S' appuyant sur le passé lointain qu'évoquent les dolmens, cette épaisse profondeur minérale, Bruno Breitwieser a choisi de travailler en opposition dans le sens d'une "installation, intervention".

Il a utilisé différents matériaux industrialisés, manufacturés, se présentant sous forme de panneaux d'une faible épaisseur, (positionné horizontalement) suscitant un envol avec la légèreté du mètre, une oscillation de la ligne/surface, représentant une épure dans l'espace, suggérant une ébauche de la création.

Les dolmens représentent un volume, une masse, une inertie.

A l'opposé, l'installation se déploie dans l'espace sous forme de panneaux/écrans, ceux-ci sont décollés du sol et reposent sur des piquets, points contact, rappelant la table, à la manière de "chassis solaires", nous renvoyant à leur matérialité, mais aussi la proposition d'un cheminement.

Dans un geste "minimal", par rapport au point d'appui, certains panneaux tel que ceux de métal ou de bois, nous renvoient à leur caractéristique physique, car nous pouvons observer une légère ondulation sur l'ensemble de chaque surface.

Sans avoir une attitude aussi physique sur ces matériaux, à la façon de Richard Serra dans ses actions de rouler le métal, ou encore face à l'approche de Robert Morris utilisant le feutre industriel pour certaines de ses pièces, où le geste est très suggestif, découlant d'une attitude empreinte d'un maniérisme et donc d'un sens esthétique prégnant, Bruno Breitwieser dans son installation nous propose une légère déformation/ondulation de certains matériaux, ceci étant une conséquence directe de l'état de sol, reprenant ainsi les courbes en creux ou en bosse du relief de celui-ci.

En dernier lieu, par le déploiement dans l'espace de l'installation, et l'attitude développée en dernière phase, à savoir le geste de l'archéologue, Bruno Breitwieser nous documente de façon transparente sur l'histoire de sa réalisation en incluant dans le musée des morceaux de chaque matériau, dans le sens de : collecter, décrire, archiver, devenant matière muséale.

Dans le geste de Bruno Breitwieser le temps se raccourcit, (temps d'existence d'une installation) du moment présent, et un phénomène d'inversion se produit, nous mettant en position de recherche d'un autre centre, générant un mouvement, une projection dans le futur.
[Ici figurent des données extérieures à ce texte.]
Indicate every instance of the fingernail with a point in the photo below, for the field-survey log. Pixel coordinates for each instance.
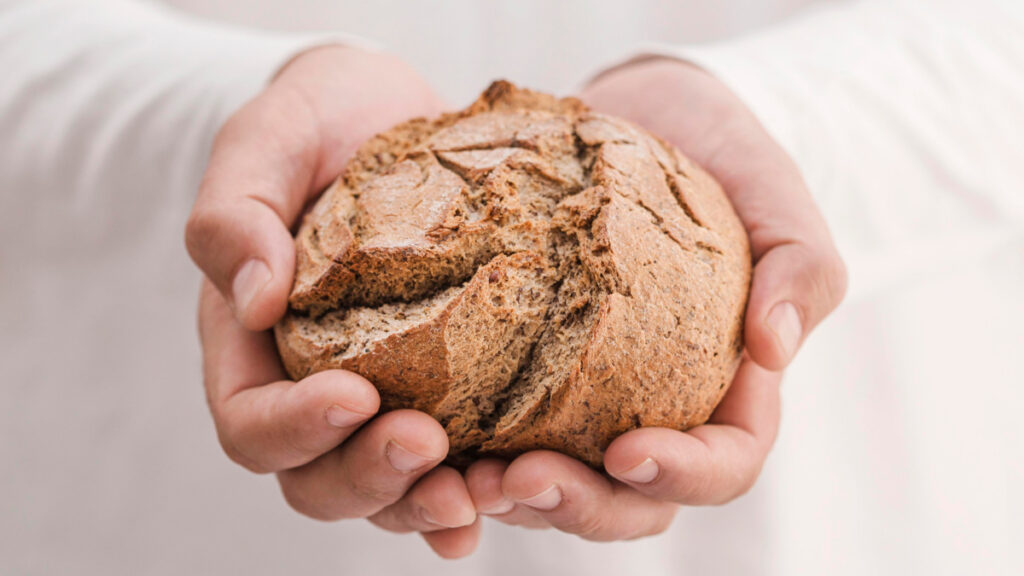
(784, 322)
(644, 472)
(403, 460)
(429, 519)
(546, 500)
(502, 507)
(338, 416)
(250, 280)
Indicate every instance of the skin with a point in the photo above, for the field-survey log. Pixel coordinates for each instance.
(335, 458)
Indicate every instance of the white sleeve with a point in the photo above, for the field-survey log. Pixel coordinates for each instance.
(906, 118)
(102, 99)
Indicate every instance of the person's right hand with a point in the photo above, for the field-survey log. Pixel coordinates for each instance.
(268, 161)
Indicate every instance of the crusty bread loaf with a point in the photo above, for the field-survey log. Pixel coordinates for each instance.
(531, 274)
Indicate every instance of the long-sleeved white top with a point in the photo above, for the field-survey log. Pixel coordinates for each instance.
(899, 451)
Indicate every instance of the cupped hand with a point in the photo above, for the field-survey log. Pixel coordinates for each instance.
(334, 459)
(798, 280)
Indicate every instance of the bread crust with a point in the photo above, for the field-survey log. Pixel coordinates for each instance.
(530, 273)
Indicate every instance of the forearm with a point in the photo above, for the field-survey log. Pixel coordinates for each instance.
(904, 117)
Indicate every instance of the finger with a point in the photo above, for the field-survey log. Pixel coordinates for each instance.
(455, 542)
(799, 277)
(709, 464)
(795, 287)
(259, 176)
(282, 424)
(372, 470)
(439, 500)
(483, 479)
(576, 499)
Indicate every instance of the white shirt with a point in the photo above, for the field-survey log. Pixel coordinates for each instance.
(900, 449)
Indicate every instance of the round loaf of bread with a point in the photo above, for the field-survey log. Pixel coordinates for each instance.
(531, 274)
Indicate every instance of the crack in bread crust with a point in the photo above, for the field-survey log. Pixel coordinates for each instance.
(505, 269)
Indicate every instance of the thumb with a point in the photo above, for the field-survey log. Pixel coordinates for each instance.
(795, 286)
(261, 173)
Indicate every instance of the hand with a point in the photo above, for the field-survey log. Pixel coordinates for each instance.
(798, 280)
(268, 161)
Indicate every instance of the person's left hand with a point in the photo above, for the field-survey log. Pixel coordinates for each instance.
(652, 470)
(798, 279)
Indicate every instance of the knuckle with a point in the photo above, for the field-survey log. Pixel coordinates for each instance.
(588, 527)
(659, 525)
(374, 494)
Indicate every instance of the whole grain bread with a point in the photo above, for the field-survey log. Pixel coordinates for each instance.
(531, 274)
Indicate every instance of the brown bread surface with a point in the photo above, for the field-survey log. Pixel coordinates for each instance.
(531, 274)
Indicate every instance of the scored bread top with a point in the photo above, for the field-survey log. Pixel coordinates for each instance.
(530, 273)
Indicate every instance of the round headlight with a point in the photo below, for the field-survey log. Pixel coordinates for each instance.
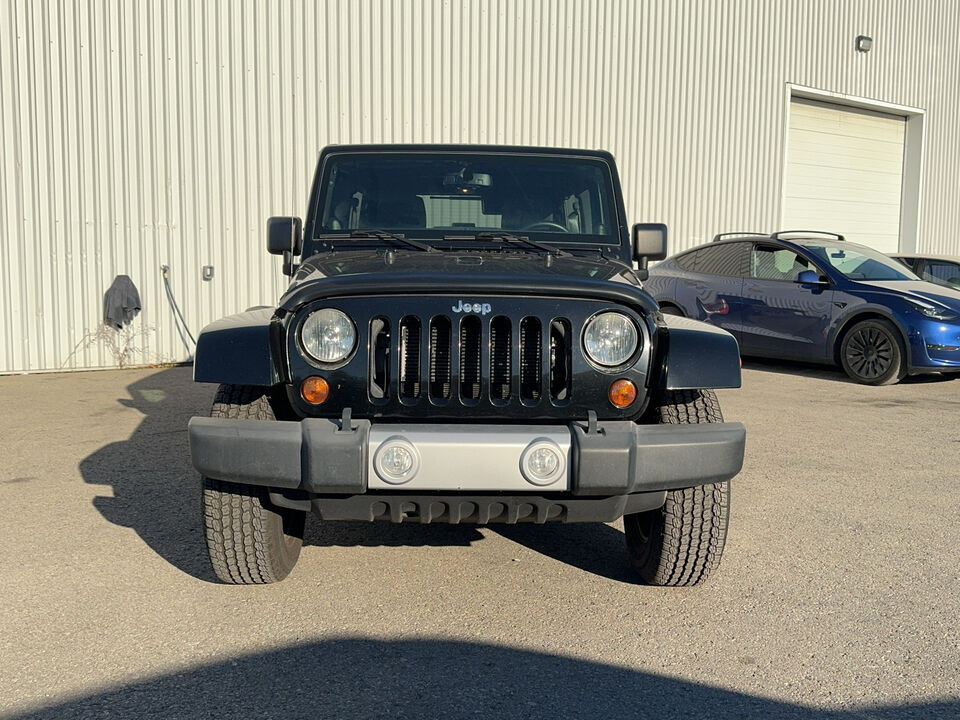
(328, 335)
(610, 339)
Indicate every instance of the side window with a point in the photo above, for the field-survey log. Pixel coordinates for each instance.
(726, 259)
(769, 262)
(938, 271)
(687, 261)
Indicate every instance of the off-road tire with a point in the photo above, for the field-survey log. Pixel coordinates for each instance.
(681, 543)
(250, 541)
(887, 364)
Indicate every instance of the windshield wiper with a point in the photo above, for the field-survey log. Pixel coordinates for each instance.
(512, 239)
(379, 235)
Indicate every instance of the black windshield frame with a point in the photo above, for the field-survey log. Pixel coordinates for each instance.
(614, 241)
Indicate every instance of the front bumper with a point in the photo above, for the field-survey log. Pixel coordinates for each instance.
(320, 458)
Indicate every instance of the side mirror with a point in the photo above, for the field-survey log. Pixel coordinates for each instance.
(285, 237)
(649, 243)
(810, 277)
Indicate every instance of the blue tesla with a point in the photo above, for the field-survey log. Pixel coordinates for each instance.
(814, 297)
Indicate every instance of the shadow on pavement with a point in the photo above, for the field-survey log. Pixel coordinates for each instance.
(362, 678)
(830, 372)
(156, 491)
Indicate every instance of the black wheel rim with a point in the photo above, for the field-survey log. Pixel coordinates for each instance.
(870, 353)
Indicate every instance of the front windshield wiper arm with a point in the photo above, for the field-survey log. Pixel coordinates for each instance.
(510, 238)
(380, 235)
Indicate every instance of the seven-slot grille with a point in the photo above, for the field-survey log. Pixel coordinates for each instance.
(470, 360)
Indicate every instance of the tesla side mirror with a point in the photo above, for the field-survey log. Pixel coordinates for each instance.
(285, 237)
(810, 277)
(649, 241)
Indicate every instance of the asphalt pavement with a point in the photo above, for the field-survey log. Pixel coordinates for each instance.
(838, 595)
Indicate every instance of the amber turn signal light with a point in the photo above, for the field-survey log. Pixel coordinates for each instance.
(622, 393)
(315, 390)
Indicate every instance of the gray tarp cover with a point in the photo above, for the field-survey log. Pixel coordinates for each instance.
(121, 302)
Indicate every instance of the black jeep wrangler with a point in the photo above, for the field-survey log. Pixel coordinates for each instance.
(465, 339)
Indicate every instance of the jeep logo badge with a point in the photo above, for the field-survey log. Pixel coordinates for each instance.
(482, 308)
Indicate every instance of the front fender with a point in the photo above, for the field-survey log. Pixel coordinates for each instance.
(237, 350)
(698, 355)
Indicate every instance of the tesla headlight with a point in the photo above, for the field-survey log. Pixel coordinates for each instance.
(934, 311)
(328, 335)
(610, 339)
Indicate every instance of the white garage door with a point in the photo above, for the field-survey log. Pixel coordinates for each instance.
(844, 172)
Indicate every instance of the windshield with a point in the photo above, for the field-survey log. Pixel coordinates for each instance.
(432, 195)
(858, 262)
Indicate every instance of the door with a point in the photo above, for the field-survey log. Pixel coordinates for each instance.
(782, 318)
(712, 291)
(844, 173)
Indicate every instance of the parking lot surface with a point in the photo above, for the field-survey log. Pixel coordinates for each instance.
(838, 596)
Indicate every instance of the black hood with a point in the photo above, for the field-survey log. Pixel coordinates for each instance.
(405, 271)
(457, 262)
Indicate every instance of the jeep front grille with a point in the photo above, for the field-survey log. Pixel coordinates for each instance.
(471, 360)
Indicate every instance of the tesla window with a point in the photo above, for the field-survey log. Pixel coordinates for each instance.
(771, 262)
(858, 262)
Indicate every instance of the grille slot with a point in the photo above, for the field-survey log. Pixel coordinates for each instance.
(440, 358)
(500, 384)
(379, 366)
(561, 359)
(409, 357)
(530, 355)
(470, 349)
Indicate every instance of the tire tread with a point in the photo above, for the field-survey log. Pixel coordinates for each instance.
(691, 527)
(245, 535)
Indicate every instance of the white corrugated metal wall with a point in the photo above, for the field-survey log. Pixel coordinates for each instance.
(141, 134)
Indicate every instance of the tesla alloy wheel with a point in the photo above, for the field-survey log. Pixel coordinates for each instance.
(872, 354)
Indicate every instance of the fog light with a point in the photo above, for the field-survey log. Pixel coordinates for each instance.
(542, 463)
(396, 461)
(315, 390)
(622, 393)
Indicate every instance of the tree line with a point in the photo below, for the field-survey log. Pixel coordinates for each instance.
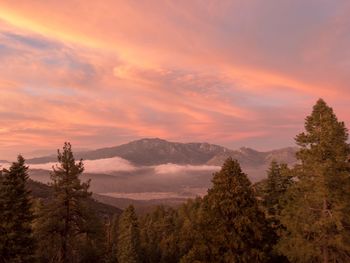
(296, 214)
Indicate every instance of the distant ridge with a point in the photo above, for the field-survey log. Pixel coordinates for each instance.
(155, 151)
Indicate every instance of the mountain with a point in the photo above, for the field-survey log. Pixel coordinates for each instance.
(154, 171)
(44, 192)
(147, 152)
(150, 152)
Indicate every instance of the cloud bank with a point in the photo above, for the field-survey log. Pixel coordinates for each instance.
(229, 72)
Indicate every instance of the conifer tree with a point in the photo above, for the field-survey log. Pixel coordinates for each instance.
(16, 238)
(235, 229)
(65, 220)
(159, 236)
(317, 215)
(278, 180)
(128, 237)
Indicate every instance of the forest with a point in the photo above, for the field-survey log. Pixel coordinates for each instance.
(296, 214)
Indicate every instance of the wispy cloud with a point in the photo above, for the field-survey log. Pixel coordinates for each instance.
(229, 72)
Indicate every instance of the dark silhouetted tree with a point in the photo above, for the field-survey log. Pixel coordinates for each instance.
(233, 227)
(16, 238)
(317, 215)
(129, 237)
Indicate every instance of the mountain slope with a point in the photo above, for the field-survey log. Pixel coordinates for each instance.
(150, 152)
(147, 152)
(44, 192)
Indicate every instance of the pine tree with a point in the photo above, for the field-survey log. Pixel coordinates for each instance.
(279, 179)
(235, 229)
(16, 238)
(317, 215)
(65, 220)
(159, 236)
(128, 237)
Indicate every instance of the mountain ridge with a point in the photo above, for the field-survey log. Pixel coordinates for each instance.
(155, 151)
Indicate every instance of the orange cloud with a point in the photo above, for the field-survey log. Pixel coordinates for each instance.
(102, 73)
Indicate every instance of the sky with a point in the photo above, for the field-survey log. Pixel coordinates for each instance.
(102, 73)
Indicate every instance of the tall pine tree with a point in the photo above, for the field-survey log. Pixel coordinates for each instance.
(235, 229)
(16, 239)
(317, 215)
(279, 179)
(63, 223)
(128, 237)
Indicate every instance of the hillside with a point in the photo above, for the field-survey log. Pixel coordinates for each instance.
(148, 152)
(44, 192)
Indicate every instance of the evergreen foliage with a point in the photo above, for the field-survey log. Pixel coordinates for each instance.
(317, 215)
(16, 238)
(129, 250)
(159, 236)
(67, 226)
(234, 228)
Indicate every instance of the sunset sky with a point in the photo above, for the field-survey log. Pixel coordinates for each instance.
(102, 73)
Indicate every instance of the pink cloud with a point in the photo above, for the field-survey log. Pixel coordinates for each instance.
(233, 72)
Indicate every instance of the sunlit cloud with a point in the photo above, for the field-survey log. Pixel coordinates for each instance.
(234, 72)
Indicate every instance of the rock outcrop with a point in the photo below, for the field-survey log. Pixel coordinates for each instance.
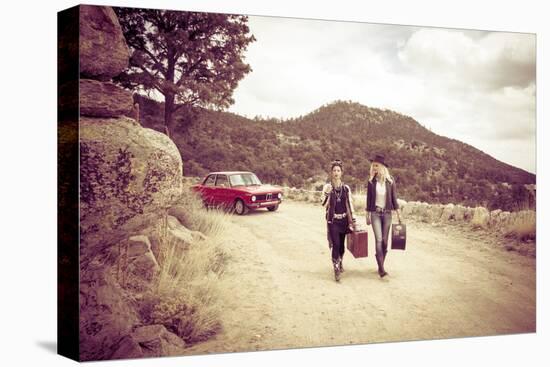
(103, 49)
(129, 176)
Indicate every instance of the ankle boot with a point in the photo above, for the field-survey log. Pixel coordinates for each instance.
(380, 262)
(336, 265)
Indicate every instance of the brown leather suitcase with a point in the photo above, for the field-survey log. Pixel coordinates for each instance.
(357, 243)
(398, 236)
Il révèle un raccourcissement d'un bond et nous propulse d'une extrème vitesse la vision.

Fixer à jamais dans le futur une mémoire qui s'inscrit à rebours dans l'horizon renversé de l'histoire de l'art. Ce travail nous fait percevoir l'extrème élasticité du temps, qui peut s'étirer à l'infini (dolmens), et à l'opposé, se raccourcir, se mettre en état de compression, pour à nouveau se redéployer, nous mettant en présence d'un battement.

Dans le processus, nous retrouvons la fluidité du battement, et ce qui fait signe n'est pas une présence/absence, mais plutôt l'intervalle que ménage le battement.